「自転車業界のユニクロ」とも称される大阪発祥のチェーン店がある。郊外を中心に大型店を構える「サイクルベース あさひ」。約30年前に1号店を出し、いまでは全国500店に迫る。日本で自転車を買う人の3〜4人に1人があさひから買っているともいわれる。ブレーキ知らずの成長の秘密に迫った。

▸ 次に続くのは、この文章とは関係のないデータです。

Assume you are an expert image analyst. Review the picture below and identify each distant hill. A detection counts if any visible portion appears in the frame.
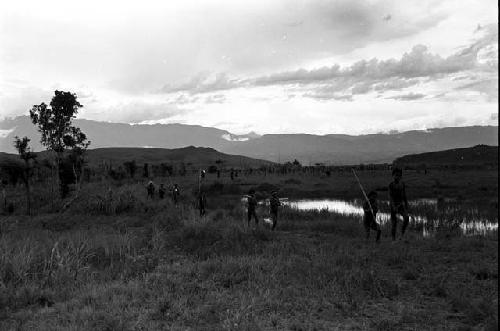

記事後半では、あさひの下田佳史社長に今後の戦略を聞いています。

ユニークなPBがずらり
 第1号店は大阪・寝屋川にある。国道170号沿いにある旗艦店のひとつをのぞくと、いわゆる「ママチャリ」から本格的なスポーツタイプまで、色とりどりの自転車がずらり。とりわけ目を引くのが、あさひが企画・製造したプライベートブランド(PB)だ。

 PBといっても、安くて無難なデザインのものばかりではない。有名メーカーとのコラボ製品や10万円を超す電動アシスト機能付きをはじめ、災害時やアウトドア用に荷車を取りつけられる「エマージェンシーバイク」といったものまである。あさひの売り上げの半分は、このPBが占める。

 人気の秘密は、店に寄せられたお客から声を生かした製品づくりだ。「サッカーボールが入るカゴがほしい」「通勤に使いたいが、革靴だとペダルが滑る」。様々な要望が毎月20〜30件ほど全国の店から商品開発部門に届く。早ければ半年以内に製品を改良して店に並べる。